12 Agosto 2017
il manifesto

Mai Masri, la resistenza al femminile

Interviste. La regista palestinese racconta il suo primo film di finzione «3000 Nights»
di Giovanna Branca
Nel cuore della notte, a Nablus, la polizia irrompe a casa di Layal (Maisa Abd Elhadi) e la arresta: l’accusa è di aver nascosto nella sua macchina un ragazzo sospettato di un attentato terroristico. Siamo a Nablus nei primi anni Ottanta, e per scampare alla prigione Layal – una maestra sposatasi da poco – deve mentire in tribunale e dire che ha accolto il ragazzo nella sua macchina perché minacciata.

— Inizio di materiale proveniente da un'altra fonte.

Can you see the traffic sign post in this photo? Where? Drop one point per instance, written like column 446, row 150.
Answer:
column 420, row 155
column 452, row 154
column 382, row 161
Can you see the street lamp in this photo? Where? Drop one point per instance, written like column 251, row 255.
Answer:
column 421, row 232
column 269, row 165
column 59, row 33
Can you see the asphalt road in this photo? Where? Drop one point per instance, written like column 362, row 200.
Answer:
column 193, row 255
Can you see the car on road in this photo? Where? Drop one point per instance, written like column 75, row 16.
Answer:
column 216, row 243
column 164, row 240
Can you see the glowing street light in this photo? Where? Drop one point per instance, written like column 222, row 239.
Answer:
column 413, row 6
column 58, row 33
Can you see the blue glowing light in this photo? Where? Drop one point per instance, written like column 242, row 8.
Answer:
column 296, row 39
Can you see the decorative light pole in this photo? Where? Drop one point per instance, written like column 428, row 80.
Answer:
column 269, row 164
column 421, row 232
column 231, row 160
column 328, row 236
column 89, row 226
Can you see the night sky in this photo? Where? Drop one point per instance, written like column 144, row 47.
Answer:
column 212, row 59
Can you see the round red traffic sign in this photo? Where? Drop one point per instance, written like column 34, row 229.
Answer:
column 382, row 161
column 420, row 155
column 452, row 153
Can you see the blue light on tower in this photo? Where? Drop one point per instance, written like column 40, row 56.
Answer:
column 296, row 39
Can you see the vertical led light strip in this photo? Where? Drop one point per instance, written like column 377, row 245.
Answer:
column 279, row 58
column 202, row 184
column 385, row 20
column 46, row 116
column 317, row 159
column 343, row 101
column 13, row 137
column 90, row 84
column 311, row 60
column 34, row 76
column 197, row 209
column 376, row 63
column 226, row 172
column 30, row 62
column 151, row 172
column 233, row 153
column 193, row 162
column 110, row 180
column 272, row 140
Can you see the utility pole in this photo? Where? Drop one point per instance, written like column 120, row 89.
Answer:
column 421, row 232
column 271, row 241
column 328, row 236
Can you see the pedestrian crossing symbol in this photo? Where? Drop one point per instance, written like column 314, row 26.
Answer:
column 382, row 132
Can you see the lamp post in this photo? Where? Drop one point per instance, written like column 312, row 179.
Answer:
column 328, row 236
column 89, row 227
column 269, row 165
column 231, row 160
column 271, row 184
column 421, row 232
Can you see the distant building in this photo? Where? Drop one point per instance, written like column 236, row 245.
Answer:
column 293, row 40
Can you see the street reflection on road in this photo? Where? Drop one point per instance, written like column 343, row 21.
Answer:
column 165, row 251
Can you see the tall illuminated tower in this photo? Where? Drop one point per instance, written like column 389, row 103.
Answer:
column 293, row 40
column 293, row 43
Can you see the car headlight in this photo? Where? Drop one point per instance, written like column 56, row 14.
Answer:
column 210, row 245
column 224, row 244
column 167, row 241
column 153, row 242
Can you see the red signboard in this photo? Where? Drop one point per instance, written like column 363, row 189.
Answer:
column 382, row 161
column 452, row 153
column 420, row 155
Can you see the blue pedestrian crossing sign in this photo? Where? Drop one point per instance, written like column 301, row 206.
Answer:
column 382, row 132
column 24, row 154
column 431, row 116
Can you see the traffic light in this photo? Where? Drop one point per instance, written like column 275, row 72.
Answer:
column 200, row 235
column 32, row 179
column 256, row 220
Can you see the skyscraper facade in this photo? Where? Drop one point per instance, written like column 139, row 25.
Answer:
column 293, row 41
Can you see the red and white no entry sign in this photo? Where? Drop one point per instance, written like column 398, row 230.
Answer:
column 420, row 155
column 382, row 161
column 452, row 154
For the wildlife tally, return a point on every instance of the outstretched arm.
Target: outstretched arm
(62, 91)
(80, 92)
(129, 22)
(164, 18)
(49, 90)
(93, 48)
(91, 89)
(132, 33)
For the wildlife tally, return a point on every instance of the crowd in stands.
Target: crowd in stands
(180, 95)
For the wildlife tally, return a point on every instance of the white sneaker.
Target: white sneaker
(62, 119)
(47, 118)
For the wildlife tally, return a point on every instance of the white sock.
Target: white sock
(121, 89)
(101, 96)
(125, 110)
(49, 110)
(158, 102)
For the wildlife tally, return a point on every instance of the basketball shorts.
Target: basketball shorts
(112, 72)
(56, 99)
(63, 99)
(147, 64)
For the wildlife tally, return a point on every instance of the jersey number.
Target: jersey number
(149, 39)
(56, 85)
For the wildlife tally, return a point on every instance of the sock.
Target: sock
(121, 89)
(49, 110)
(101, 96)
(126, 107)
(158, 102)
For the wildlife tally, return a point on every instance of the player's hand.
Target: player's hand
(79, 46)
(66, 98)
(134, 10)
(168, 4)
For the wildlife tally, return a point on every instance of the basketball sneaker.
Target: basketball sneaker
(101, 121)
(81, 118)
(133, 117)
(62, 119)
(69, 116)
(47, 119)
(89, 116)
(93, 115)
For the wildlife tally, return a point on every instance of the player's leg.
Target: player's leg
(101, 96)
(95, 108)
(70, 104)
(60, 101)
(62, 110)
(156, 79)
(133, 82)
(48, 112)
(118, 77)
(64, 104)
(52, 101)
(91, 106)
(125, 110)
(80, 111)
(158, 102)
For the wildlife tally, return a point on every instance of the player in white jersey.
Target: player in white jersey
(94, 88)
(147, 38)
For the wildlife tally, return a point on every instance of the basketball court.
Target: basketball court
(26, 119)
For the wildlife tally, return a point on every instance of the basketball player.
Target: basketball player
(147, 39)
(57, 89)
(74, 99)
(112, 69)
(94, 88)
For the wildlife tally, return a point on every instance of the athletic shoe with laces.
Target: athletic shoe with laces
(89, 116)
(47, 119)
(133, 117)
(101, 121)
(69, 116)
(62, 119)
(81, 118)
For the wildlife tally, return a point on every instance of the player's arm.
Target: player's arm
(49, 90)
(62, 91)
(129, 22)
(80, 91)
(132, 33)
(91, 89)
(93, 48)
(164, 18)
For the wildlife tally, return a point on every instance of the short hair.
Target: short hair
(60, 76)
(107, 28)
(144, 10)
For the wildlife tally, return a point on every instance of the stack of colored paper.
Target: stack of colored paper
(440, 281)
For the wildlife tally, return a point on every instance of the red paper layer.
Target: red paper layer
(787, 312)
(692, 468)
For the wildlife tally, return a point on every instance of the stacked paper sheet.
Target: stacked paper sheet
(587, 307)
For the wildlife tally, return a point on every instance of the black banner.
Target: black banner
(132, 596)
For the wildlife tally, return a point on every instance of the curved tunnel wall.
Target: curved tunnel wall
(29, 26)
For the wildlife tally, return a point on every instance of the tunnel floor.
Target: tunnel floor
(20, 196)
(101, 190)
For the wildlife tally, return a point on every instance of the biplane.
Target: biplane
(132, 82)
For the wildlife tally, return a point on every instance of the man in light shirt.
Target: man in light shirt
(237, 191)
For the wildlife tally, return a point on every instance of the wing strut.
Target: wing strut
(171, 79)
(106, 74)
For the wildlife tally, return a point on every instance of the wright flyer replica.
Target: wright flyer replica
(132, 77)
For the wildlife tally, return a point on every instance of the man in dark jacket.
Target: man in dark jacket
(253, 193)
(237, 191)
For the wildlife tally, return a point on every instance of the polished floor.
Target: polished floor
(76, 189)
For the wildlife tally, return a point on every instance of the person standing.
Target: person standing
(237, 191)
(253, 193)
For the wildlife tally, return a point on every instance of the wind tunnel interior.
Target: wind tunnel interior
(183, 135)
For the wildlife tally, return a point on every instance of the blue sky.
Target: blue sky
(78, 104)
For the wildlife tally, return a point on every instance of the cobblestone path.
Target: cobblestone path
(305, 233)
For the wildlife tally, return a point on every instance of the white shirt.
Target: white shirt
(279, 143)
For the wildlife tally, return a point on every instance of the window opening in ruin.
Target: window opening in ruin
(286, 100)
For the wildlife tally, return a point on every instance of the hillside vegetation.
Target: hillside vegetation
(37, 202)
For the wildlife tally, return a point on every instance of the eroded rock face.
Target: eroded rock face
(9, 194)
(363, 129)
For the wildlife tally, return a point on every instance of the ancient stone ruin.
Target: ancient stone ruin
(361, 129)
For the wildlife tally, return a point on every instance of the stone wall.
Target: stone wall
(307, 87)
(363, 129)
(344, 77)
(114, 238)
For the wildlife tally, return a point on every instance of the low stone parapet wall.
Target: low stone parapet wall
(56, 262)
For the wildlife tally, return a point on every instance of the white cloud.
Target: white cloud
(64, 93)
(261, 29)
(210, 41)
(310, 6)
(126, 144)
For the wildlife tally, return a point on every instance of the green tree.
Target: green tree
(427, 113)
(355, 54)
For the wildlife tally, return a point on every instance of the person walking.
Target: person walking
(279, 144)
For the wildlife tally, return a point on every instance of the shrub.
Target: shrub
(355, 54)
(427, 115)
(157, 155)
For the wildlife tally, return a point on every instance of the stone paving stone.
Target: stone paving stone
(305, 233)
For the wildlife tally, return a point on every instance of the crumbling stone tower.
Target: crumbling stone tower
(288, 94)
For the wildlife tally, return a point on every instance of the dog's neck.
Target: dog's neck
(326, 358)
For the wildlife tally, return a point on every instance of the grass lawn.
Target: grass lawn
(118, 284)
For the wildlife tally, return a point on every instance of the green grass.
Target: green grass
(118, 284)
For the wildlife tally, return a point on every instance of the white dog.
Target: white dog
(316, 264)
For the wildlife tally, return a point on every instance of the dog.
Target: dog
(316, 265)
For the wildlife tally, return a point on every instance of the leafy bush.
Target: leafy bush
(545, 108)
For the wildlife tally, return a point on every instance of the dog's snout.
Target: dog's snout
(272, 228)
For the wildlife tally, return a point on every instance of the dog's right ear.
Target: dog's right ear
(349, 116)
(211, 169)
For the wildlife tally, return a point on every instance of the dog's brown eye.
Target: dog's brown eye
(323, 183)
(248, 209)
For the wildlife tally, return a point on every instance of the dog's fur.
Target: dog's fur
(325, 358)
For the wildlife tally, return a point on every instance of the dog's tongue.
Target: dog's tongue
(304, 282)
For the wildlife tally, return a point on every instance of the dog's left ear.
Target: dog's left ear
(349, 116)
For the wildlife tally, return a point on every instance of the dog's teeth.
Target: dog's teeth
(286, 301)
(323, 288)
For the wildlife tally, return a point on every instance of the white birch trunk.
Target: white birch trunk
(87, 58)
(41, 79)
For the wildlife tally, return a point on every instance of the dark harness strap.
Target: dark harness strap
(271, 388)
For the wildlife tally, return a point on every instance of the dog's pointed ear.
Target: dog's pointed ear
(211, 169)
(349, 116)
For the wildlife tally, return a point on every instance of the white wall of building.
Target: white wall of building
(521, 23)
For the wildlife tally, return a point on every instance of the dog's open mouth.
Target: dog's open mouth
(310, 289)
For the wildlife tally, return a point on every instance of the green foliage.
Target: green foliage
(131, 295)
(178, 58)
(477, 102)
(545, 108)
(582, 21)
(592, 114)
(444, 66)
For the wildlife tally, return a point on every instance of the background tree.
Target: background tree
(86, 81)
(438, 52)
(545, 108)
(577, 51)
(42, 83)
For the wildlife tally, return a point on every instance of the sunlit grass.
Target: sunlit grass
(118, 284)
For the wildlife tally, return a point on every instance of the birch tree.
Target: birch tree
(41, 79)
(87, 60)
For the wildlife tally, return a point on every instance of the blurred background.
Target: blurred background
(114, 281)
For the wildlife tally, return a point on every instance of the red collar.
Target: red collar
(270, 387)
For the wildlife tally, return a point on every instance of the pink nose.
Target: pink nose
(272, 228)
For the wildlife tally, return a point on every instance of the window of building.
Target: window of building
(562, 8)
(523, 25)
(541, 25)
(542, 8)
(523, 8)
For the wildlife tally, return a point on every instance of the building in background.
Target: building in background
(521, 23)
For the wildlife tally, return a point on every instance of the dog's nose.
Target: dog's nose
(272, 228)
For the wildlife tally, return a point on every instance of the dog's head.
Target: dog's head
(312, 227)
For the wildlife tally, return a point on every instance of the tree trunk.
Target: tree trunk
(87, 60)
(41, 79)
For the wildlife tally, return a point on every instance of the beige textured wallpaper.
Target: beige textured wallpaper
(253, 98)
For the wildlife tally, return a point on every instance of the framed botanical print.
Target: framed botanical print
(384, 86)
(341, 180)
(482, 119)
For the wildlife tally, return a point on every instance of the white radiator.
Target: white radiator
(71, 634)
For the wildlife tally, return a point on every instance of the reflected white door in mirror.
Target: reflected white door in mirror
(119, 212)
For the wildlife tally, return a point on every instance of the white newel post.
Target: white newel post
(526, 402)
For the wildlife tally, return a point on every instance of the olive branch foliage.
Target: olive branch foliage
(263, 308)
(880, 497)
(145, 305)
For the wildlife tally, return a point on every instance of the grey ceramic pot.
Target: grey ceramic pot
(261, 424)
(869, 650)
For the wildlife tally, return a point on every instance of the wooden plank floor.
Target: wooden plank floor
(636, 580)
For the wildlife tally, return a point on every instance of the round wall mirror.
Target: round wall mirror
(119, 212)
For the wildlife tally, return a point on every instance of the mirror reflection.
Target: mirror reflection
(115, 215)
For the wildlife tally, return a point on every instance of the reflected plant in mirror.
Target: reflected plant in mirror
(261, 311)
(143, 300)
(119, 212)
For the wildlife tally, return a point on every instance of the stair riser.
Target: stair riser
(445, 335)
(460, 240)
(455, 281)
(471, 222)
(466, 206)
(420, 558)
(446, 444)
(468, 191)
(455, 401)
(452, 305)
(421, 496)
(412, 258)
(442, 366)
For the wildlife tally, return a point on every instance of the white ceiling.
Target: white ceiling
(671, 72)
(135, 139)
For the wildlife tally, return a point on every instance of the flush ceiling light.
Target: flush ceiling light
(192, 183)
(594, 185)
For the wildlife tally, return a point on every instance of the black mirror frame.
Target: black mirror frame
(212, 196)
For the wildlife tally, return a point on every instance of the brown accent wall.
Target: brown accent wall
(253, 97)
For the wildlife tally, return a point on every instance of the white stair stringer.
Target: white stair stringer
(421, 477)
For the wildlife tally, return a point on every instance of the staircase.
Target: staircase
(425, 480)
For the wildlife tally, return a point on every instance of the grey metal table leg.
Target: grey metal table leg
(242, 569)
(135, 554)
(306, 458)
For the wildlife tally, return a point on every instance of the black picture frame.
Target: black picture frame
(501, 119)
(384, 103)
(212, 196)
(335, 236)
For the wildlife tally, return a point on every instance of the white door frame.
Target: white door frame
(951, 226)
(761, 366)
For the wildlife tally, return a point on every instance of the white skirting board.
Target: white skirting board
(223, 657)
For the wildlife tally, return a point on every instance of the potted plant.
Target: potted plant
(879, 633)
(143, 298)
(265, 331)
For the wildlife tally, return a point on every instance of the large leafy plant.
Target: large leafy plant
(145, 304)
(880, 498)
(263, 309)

La protagonista di 3000 Nights (che ha debuttato a Toronto nel 2015 ma è arrivato in Italia solo di recente) della regista palestinese Mai Masri non è coinvolta nella lotta politica, ma davanti ai giudici israeliani risponde all’appello della sua coscienza invece che alla paura, e si rifiuta di mentire. Le «3000 notti» del titolo sono, quindi, quelle che passerà in un carcere israeliano – «abbiamo girato in una vera prigione, che conferisce un maggiore realismo alle immagini», dice Mai Masri – dove scopre anche di essere incinta, e contro i consigli della sua famiglia tiene il bambino che cresce dietro le sbarre insieme a lei e alle sue compagne di cella, tutte prigioniere politiche.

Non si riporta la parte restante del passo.